Bu arada biz, öncelik verme nezaketinde ısrar ederken, diğer taraftan asansörü bu kez kaçırmama gayretimizden dolayı, artık durumu birbirimizi itip, kakmaya vardırmışız demek ki, arkamızdakilerde ne bir söylenme, ne bir memnuniyetsizlik belirtisi… Üstlerinde cübbe, kollarında dosyalar, hiç seslerini çıkartmadan, şaşkın gözlerle bizi izliyorlardı.
En sonunda komşumuz dedi ki ’Xabze’mizde yaşı daha küçük de olsa hanımlar önceliklidir. Önce senin binmen gerekli. Sonrasında babanla biz anlaşırız.’
Yani kibarca ‘Bizi ittirip durma!..’ dedi. Öyle utandım ki, günün devamında önüme gelen asansör kabinine benden sonra kim bindi diye hiç bakmadan, ilk ben atladım.

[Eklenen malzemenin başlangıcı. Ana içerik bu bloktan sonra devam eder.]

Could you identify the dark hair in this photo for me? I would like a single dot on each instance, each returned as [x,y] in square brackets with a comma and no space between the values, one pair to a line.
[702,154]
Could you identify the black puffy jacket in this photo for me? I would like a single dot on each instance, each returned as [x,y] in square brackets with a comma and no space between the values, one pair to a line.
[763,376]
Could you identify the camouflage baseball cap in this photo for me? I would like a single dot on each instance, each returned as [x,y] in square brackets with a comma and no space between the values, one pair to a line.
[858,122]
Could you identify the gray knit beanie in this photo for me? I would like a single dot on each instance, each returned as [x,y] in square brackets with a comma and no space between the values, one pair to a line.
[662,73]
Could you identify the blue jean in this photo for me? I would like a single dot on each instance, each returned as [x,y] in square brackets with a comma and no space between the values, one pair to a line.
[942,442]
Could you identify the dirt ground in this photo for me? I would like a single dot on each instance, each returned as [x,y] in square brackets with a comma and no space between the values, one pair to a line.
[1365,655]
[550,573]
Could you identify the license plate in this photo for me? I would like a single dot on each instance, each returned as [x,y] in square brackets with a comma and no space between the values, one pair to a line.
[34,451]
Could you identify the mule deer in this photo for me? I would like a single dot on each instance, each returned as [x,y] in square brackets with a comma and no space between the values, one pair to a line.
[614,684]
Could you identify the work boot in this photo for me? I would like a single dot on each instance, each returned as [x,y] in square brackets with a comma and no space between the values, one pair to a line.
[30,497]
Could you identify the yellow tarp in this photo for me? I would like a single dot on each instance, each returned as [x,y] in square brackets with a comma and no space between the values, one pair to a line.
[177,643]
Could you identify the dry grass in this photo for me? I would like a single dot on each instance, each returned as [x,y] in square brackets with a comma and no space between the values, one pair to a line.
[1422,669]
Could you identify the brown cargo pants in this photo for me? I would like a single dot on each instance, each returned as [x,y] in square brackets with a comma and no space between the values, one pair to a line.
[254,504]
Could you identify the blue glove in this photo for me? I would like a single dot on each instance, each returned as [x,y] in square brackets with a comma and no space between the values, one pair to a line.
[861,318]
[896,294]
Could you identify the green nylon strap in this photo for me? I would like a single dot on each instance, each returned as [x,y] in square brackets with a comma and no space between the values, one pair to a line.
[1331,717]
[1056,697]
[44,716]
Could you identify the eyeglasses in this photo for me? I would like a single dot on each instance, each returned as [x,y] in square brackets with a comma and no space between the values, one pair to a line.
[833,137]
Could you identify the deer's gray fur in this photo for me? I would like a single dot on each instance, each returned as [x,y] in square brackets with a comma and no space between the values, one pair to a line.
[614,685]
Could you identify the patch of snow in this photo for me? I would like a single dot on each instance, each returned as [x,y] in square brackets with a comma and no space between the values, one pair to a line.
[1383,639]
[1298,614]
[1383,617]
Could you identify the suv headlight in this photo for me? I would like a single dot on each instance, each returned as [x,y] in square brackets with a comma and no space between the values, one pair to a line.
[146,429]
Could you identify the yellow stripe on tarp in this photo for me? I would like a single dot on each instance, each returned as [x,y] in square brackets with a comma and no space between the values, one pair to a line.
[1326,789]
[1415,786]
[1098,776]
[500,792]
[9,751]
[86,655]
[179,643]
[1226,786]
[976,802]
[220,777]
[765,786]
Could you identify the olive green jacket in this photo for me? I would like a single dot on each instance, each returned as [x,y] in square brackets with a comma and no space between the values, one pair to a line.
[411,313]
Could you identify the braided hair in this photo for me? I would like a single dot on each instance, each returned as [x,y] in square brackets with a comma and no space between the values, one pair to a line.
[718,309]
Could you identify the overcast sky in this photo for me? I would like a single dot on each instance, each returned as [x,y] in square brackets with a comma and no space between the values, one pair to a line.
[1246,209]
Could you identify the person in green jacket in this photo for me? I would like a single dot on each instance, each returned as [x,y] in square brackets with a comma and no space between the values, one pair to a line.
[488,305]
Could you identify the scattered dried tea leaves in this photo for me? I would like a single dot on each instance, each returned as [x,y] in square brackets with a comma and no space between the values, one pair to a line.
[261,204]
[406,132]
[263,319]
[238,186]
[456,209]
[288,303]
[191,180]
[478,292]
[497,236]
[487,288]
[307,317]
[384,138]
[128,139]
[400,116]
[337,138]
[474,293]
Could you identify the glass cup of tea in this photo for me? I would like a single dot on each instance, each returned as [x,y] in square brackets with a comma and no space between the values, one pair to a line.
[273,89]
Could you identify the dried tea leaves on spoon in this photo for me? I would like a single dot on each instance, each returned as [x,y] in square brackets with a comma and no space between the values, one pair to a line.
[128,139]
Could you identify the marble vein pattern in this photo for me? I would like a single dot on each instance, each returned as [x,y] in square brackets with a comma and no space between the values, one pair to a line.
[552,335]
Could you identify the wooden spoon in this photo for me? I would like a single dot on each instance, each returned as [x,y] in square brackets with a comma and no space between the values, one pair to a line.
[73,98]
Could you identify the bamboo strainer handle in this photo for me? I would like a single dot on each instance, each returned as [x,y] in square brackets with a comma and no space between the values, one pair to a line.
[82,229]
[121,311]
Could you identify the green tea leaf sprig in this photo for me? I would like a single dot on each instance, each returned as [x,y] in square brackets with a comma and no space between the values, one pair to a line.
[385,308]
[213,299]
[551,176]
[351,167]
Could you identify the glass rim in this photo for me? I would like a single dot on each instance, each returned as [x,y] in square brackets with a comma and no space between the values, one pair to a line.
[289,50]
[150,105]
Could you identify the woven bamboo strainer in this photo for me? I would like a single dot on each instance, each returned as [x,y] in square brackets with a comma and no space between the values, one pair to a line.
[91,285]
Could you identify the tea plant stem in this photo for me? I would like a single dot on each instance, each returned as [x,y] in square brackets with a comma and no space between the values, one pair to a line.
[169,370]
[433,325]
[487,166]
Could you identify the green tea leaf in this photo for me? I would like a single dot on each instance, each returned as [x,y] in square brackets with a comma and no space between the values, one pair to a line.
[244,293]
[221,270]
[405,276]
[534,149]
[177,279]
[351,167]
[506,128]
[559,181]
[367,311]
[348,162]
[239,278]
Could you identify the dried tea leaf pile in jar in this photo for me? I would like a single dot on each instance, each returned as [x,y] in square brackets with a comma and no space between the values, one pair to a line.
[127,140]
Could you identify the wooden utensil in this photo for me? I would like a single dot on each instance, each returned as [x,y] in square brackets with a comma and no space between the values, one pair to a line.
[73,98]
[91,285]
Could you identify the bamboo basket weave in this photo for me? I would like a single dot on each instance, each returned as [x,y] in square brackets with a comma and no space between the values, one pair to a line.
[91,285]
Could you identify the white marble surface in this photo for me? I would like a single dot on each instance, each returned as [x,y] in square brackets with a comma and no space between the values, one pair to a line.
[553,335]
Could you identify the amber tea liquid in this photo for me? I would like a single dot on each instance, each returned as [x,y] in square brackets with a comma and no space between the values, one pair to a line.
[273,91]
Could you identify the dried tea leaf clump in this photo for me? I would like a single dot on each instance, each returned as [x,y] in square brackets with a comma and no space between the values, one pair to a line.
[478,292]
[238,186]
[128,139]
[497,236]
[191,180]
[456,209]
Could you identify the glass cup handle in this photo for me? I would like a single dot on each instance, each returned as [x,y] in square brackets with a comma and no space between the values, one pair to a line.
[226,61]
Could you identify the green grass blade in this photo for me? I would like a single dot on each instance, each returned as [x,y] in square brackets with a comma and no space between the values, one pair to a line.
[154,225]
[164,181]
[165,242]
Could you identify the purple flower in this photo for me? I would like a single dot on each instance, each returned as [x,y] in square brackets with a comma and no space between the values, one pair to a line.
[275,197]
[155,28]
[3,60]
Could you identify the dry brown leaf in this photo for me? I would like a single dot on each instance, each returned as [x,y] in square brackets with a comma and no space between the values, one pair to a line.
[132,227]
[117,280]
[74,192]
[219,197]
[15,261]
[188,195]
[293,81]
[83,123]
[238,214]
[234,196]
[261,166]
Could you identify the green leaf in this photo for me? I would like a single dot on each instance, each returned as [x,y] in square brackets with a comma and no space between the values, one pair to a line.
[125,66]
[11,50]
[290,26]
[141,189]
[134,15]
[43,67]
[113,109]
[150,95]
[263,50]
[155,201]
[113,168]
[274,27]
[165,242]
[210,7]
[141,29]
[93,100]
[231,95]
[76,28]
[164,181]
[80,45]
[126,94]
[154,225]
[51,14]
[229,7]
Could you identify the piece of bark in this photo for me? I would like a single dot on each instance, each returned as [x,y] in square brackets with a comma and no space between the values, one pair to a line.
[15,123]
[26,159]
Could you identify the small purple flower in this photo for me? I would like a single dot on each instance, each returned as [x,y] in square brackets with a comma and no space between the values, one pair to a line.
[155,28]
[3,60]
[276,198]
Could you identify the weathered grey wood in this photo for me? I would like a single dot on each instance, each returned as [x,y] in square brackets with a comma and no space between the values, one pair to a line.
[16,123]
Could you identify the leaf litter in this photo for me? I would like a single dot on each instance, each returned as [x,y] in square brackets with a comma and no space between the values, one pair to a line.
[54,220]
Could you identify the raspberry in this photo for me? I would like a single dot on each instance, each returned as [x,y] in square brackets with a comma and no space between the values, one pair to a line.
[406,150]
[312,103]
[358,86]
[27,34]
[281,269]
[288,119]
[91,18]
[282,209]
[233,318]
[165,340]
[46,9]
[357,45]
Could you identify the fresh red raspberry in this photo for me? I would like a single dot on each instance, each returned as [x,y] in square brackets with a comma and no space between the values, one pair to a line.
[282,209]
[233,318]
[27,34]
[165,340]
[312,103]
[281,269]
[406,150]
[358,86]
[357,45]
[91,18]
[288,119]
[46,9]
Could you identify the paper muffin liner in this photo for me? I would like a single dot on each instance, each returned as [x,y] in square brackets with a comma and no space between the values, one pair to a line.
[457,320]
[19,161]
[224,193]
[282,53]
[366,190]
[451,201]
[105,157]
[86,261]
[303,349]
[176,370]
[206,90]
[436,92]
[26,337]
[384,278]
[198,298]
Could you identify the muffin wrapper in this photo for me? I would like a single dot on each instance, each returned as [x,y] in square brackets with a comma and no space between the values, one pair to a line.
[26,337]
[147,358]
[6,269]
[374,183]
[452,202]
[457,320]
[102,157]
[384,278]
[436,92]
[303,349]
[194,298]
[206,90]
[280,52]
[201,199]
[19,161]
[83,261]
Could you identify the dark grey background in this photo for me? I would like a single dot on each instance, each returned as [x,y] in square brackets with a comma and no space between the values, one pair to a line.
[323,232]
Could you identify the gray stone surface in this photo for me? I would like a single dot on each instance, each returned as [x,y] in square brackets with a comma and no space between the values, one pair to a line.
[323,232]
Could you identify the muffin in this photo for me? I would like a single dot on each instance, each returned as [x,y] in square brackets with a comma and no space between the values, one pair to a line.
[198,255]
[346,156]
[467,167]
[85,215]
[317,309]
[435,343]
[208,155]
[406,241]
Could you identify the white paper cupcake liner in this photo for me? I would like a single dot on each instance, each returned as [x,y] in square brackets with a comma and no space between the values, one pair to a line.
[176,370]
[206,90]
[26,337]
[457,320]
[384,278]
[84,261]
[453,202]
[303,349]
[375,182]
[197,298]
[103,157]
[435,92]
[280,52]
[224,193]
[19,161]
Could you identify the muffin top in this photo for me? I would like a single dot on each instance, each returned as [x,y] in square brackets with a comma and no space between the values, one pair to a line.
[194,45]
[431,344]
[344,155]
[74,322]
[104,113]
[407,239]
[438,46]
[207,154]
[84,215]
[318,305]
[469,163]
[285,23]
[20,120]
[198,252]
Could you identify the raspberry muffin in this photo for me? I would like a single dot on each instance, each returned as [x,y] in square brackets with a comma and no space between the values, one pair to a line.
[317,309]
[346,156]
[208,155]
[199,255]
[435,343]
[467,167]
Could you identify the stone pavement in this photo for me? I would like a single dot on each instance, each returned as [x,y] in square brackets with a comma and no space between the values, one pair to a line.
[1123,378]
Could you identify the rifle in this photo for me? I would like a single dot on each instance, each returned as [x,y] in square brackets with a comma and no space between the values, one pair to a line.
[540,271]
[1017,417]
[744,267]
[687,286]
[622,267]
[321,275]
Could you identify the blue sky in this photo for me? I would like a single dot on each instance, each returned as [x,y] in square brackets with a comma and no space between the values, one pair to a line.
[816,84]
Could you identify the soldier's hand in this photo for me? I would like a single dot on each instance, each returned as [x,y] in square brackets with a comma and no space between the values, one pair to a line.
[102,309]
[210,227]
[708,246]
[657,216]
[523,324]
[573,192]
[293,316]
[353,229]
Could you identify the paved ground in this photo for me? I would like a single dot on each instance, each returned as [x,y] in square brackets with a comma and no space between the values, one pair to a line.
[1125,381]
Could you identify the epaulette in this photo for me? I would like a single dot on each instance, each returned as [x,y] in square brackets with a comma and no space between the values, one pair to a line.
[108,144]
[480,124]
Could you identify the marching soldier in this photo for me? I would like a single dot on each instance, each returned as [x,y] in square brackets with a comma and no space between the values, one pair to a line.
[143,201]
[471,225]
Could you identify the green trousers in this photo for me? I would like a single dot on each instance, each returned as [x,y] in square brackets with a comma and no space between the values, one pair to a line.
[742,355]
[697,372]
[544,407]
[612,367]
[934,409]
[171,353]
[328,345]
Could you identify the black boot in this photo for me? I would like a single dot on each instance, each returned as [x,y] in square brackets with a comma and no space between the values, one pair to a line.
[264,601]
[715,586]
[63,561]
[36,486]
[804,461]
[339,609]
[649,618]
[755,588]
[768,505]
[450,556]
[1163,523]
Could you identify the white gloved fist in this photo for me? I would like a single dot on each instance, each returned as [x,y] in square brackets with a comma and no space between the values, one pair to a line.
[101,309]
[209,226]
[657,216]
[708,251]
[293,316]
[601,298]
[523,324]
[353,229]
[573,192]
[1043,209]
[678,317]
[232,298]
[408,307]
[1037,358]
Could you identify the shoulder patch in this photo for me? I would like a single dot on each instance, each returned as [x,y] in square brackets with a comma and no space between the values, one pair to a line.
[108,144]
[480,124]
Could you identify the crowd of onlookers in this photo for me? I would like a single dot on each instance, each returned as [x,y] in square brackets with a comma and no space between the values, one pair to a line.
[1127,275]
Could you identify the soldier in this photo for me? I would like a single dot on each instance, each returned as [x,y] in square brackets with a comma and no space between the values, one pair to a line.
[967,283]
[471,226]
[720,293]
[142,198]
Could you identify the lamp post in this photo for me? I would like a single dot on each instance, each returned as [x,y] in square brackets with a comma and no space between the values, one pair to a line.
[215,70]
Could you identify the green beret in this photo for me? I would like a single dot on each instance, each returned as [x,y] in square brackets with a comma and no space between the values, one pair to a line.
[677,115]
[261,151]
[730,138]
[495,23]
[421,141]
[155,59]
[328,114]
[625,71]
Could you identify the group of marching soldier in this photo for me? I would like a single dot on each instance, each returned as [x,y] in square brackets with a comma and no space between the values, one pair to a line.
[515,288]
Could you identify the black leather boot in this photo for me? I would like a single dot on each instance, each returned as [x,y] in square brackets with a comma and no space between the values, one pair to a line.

NOT: Çerkes toplumunda sosyal yaşamı düzenleyen kuralları genel yaşantımıza yansıtmaya kalktığımızda bazen böyle durumlar yaşayabiliriz, güler, geçeriz. Bu durumlar Xabze’nin gözümüzdeki değerini eksiltmez, hatta, ne müthiş bir değerler manzumesi olduğunu tekrar hatırlarız.